В душу плюют решительно все – и решительно всем. В особенности этой страстью отличается центральный треугольник отец-мать-дочь: съезжающий с катушек безработный изобретатель – Тесла и да Винчи в кривом зеркале, педантично-романтичная его супруга, по-настоящему живущая лишь в фантазиях-воспоминаниях, и их дочура, которой любо укатить в закат за широкой спиной мотоциклиста… Но надо кормить и одевать своих горе-родителей. При этом исходная история и театральная ее постановка очень далеко выходят за рамки экзистенциальной бытовухи о четырех стенах.

_MG_5642

Автор пьесы – Том Стоппард, небезызвестные «Розенкранц и Гильденстерн мертвы» которого живее всех живых. Постановщик – петербургский режиссер Александр Баргман, лауреат и номинант многочисленных премий, успевший попробовать свои силы в самых разных театральных и околотеатральных сферах.

«Входит свободный человек» – спектакль, о котором не получится начать разговор без хотя бы краткого описания технологичности и сценографии. У нас есть бар, есть квартира. Вращающаяся сцена, сменяемая обстановка, немаловажная игра со светом. Квартира до отвращения реальна, радио, диванчик, стол с белоснежной скатертью. Бар тоже первое время довольно реален, хотя там совершенно иная атмосфера, и в сигаретном дыме будто застывает замысловатая вязь начатых и брошенных монологов, забавных встреч с чудаковатыми людьми. Музыкально спектакль не просто обращается к музыке Beatles, которую, кстати, тут играют, в том числе, и живьем – и даже сами артисты оказываются то за инструментами, то за исполнением ролей. Все песни строго привязаны к коллизиям, а не только заполняют собой эмоциональный фон.
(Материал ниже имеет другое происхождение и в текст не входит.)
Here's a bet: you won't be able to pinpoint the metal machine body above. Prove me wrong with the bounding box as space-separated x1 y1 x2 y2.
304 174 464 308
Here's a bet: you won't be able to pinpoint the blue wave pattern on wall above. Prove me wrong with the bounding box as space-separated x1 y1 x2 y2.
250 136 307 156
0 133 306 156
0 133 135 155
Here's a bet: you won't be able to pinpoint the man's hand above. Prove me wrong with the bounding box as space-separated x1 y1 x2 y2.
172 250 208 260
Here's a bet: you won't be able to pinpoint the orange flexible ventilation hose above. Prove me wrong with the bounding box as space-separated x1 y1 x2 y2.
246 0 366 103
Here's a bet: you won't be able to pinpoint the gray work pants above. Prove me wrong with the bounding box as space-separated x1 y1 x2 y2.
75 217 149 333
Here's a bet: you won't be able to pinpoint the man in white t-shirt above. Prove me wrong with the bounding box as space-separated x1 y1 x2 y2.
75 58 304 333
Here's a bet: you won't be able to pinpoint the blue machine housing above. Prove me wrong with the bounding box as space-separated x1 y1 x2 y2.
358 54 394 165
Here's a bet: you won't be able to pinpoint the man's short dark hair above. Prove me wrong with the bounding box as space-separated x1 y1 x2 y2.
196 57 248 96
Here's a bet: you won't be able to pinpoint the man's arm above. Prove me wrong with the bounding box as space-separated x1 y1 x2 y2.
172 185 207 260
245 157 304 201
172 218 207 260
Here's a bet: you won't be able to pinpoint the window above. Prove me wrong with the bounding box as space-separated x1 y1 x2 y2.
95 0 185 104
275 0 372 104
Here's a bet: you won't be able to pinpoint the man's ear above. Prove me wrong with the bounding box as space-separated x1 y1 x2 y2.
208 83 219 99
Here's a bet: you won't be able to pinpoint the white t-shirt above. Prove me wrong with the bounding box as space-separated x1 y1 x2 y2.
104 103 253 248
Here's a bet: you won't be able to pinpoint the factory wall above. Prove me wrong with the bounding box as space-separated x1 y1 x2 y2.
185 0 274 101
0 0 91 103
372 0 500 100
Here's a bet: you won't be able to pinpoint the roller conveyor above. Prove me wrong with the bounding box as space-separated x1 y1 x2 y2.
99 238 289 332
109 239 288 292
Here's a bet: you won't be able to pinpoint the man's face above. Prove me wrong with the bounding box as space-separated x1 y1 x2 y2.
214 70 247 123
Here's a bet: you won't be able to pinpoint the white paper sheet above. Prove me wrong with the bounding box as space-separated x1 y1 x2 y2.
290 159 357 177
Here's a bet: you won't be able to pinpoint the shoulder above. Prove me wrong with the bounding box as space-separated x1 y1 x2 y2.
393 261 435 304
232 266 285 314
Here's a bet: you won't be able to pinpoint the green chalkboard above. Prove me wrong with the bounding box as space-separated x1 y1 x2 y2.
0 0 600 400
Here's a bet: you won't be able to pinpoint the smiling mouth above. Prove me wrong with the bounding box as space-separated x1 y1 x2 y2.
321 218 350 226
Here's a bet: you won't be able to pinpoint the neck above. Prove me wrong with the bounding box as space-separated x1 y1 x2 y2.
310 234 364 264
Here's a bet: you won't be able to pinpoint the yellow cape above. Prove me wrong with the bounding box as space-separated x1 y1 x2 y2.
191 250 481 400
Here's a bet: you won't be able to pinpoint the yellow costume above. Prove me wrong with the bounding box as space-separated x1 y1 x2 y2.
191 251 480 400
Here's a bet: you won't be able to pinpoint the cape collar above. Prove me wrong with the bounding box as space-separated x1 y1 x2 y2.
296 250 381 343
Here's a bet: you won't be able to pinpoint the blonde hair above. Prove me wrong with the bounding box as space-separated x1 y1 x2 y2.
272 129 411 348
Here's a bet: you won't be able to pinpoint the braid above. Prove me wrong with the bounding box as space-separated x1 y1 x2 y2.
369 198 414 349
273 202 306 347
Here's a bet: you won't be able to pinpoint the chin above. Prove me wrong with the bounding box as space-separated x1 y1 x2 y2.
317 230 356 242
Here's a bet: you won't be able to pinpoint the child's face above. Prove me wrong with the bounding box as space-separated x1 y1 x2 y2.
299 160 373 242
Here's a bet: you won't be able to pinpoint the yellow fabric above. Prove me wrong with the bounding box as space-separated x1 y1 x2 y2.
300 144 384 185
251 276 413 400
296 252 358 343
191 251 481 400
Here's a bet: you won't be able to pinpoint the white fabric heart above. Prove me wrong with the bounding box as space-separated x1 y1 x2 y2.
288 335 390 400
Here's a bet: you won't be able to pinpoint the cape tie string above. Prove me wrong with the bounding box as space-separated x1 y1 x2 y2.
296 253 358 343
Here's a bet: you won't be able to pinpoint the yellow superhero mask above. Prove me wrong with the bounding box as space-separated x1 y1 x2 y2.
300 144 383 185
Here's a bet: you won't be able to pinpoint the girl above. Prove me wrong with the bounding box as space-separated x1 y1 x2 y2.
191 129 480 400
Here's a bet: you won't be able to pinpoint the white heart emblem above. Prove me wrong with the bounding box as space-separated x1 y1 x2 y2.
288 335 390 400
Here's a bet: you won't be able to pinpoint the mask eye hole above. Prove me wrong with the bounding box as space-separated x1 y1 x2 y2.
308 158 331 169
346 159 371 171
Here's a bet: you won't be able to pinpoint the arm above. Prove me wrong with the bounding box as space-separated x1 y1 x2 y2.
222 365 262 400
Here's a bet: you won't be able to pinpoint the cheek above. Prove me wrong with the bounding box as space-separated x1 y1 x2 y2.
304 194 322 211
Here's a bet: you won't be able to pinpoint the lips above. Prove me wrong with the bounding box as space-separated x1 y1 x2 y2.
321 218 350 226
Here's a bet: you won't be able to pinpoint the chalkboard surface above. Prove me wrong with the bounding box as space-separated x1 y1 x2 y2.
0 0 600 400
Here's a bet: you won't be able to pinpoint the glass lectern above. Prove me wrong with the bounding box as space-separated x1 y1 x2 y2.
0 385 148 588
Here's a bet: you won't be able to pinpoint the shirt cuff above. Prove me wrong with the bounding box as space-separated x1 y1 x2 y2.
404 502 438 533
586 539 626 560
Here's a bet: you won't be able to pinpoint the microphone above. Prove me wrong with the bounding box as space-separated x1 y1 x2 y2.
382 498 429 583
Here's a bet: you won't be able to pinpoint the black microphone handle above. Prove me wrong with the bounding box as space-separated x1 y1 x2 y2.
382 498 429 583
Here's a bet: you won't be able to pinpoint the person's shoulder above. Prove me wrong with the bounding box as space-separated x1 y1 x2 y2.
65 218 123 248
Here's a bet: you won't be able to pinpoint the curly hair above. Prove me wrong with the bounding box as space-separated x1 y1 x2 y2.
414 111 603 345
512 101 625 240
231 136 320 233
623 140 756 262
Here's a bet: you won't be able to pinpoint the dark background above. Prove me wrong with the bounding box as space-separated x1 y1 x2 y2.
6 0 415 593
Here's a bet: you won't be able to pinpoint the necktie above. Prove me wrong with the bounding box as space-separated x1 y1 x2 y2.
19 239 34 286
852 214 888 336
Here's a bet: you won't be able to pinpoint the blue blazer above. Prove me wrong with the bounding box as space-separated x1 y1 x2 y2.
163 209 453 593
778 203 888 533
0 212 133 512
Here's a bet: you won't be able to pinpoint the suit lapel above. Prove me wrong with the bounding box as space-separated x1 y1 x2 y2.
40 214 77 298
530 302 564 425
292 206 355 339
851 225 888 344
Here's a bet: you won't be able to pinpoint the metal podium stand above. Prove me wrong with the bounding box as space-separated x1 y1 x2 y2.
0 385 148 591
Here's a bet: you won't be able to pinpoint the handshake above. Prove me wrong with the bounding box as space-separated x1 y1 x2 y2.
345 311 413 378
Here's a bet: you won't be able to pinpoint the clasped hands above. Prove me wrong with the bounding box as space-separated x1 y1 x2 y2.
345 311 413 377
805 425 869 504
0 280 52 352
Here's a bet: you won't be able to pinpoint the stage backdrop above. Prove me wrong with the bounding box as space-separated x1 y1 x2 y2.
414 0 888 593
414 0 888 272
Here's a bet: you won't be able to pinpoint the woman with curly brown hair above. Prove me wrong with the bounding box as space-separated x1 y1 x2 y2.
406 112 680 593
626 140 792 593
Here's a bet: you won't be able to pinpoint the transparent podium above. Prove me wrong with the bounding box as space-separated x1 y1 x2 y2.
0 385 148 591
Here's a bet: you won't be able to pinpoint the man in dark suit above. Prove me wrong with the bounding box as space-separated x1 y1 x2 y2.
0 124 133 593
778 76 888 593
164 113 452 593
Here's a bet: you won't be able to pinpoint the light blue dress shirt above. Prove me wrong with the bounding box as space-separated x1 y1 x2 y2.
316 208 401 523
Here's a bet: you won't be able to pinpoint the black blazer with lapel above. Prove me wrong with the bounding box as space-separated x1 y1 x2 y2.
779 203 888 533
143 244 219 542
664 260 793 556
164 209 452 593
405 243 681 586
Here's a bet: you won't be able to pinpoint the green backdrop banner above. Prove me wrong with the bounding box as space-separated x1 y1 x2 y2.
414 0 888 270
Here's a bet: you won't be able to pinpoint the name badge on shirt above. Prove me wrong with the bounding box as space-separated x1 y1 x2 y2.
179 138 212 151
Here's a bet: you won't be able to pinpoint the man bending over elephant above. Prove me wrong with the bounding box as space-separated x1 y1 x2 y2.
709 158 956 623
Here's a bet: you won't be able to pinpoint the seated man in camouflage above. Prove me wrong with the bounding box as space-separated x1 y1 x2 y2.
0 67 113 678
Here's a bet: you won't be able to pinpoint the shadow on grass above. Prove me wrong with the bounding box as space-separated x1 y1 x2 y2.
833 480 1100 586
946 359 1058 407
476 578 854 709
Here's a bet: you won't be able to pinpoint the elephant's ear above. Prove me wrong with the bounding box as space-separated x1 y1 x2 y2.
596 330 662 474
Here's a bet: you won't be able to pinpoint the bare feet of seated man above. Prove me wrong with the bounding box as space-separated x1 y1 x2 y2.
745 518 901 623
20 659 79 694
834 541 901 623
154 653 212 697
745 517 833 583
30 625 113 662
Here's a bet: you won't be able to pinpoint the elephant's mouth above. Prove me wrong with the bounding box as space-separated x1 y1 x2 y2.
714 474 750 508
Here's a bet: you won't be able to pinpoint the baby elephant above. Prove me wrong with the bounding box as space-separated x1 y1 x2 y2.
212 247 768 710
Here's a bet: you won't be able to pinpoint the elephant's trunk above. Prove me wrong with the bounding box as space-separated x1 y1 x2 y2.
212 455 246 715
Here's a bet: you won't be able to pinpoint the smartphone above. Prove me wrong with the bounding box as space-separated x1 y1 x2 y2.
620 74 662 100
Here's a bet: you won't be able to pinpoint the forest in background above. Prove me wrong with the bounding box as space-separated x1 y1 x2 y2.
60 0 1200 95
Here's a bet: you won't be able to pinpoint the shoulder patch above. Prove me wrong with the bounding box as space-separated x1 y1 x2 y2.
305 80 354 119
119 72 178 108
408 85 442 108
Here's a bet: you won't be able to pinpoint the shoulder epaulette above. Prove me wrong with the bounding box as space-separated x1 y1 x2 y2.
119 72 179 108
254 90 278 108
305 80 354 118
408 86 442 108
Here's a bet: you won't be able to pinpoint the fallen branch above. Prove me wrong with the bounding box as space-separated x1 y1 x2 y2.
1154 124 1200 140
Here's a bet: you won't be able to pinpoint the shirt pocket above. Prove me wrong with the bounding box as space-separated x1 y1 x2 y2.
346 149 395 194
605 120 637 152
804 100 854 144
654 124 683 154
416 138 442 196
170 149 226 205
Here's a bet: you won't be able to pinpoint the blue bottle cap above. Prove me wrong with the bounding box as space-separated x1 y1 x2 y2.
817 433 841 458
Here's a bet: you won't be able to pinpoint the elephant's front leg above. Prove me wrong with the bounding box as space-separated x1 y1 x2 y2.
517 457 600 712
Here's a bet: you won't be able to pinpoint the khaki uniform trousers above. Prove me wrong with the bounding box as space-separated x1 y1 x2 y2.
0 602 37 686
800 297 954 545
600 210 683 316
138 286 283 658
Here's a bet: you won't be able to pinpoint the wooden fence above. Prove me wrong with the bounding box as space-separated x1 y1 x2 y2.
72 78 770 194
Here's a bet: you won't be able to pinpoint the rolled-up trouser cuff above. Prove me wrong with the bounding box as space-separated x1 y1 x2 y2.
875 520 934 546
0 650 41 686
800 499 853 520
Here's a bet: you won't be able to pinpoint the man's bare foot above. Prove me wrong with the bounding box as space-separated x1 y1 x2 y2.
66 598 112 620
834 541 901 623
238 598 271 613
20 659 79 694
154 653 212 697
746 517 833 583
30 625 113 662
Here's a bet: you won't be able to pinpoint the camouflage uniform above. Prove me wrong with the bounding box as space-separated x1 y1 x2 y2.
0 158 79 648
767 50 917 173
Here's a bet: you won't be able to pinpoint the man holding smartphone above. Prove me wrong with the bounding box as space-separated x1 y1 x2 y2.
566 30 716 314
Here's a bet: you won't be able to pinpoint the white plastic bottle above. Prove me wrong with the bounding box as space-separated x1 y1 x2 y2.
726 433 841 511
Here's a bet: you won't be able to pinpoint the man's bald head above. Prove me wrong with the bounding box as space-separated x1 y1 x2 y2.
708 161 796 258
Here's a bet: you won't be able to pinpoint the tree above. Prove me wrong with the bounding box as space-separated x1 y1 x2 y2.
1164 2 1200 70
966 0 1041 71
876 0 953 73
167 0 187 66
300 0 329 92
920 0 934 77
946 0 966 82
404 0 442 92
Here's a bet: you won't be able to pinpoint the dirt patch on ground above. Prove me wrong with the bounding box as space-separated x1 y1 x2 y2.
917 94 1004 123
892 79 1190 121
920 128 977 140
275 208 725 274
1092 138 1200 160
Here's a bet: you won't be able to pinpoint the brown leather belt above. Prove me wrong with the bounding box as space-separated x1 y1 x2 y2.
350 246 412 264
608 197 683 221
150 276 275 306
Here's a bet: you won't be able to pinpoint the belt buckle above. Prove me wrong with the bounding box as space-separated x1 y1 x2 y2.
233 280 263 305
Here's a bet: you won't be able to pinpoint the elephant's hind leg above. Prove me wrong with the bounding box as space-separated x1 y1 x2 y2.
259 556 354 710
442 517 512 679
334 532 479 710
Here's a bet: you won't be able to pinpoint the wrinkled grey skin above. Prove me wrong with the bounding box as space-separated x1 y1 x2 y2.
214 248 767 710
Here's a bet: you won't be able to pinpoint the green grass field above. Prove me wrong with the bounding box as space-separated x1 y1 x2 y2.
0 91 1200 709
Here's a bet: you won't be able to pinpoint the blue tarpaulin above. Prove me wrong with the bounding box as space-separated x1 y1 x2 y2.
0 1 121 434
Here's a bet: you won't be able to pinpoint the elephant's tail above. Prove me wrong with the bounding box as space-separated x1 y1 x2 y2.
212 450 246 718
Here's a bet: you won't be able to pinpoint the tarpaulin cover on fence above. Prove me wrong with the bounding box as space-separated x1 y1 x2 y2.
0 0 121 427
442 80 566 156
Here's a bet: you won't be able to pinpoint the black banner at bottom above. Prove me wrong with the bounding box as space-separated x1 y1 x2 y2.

Это все в некотором роде смысловые декорации; стык семидесятых и восьмидесятых годов прошлого века, ставшего очередным переломным для человеческого сознания этапом. Все старое старательно не умирало, а все новое, пожалуй, очень спешило. И в этом «между вчера и сегодня», между квартирой и баром, застряли Джордж Райли, его жена Персефона и их дочь Линда. И пусть формально в интригующем баре обе барышни не появляются, у каждой из них, как вскоре станет ясно, есть свой аналог бара.

Джордж – изобретатель (как он сам себя называет), словно рожденный для сардонических усмешек, потому что ничего действительно полезного он не изобрел. Зато, несмотря на свою несостоятельность, он не забывает беспокоиться о промышленном шпионаже и судьбах империи. Деятельный беззлобный холерик, который даже к своему пенсионному возрасту все переживает из-за холодной воды по утрам и односложных реплик жены, из-за ежедневной рутины и необходимости взрослеть во всех смыслах. Персефона, отвечающая за плодородие в этом царстве мертвых, поначалу кажется серой и скучной особой, для которой полусонное и инфантильное следование бытовым ритуалам важнее всего на свете. И Линда – в течение минуты способная пройти путь от милой просительницы чая в пятнадцать часов утра до настоящей мегеры, костящей отца и мать за то, что те сидят у нее на шее.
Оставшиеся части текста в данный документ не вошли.